Search code examples
pythonyamlpyyaml

Python opening/loading yaml file changes values (numbers ?) if they contain a colon : and less than 3 digits after the colon


Simple example.yml file

Base:
    StartTime: 645:0
    EndTimes: 645:023
    MidTimes: 645:02
    mac: 99:19:b9:fa:37:99
    MissionStartTimestamp: -2037:14522
    MissionEndTimestamp: -2037:14522

When it is loaded into python

import yaml

with open("example.yml", 'r') as file:
    example_ = yaml.safe_load(file)
print(yaml.dump(example_, default_flow_style=False))

results:

Base:
  EndTimes: 645:023
  MidTimes: 38702
  MissionEndTimestamp: -2037:14522
  MissionStartTimestamp: -2037:14522
  StartTime: 38700
  mac: 99:19:b9:fa:37:99

for whatever reason, any "number" value with a single colon that has 2 or fewer trailing digits gets converted to another "number"...

also tried:

import yaml

with open("example.yml", 'r') as file:
    example_ = yaml.load(file, Loader=yaml.CLoader)
print(yaml.dump(example_, default_flow_style=False))

same results (same with Loader=yaml.CSafeLoader, CFullLoader, CUnsafeLoader)

the other loader, has different results, CBaseLoader turns it into a single quote string:

Base:
  EndTimes: 645:023
  MidTimes: '645:02'
  MissionEndTimestamp: -2037:14522
  MissionStartTimestamp: -2037:14522
  StartTime: '645:0'
  mac: 99:19:b9:fa:37:99

Looks like CBaseLoader is the best, but adding the single quotes isn't great, will now have to add another step to strip those quotes... any way around this? to get it to load as the other values load.

UPDATE#1

Based on @ubaumann's answer, I've add this follow up.

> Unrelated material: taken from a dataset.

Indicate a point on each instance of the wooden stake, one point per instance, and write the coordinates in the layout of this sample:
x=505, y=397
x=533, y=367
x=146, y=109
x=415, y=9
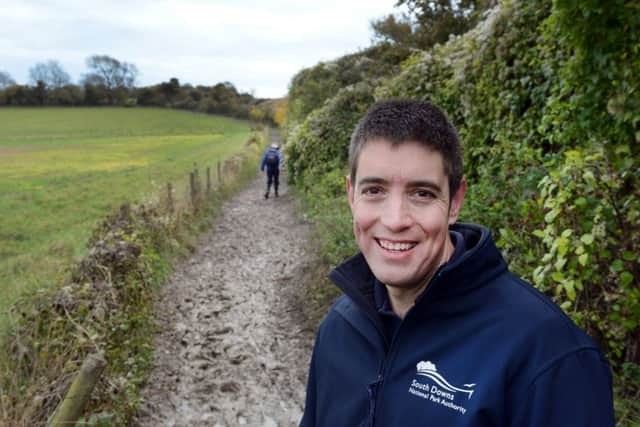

install ruamel.yaml - conda install -c conda-forge ruamel.yaml or pip install ruamel.yaml

change the file header info

import sys
from ruamel.yaml import YAML
yaml=YAML(typ="rt")

and the open/dump calls

with open("example.yml", 'r') as file:
    example_ = yaml.load(file)
yaml.dump(example_, sys.stdout)

result


Base:
  StartTime: 645:0000
  EndTimes: 645:023
  MidTimes: 645:02
  mac: 99:19:b9:fa:37:99
  MissionStartTimestamp: -2037:14522
  MissionEndTimestamp: -2037:14522

if you modify the line yaml=YAML(typ="rt") to yaml=YAML(typ="safe") you'll get all of them in strings:


Base: {EndTimes: '645:023', MidTimes: '645:02', MissionEndTimestamp: '-2037:14522',
  MissionStartTimestamp: '-2037:14522', StartTime: '645:0000', mac: '99:19:b9:fa:37:99'}


Solution

  • PyYAML parses as subset of YAML 1.1 and in that specification there are sexagesimal numbers, essentially for processing values with minutes and seconds (like time, arcs). Since this let to a lot of confusion this was quickly dropped from the YAML 1.2 specification, but PyYAML was never upgraded since 2009 when that spec came out.

    You can upgrade to a YAML 1.2 parser, e.g. my ruamel.yaml and get the result you expect.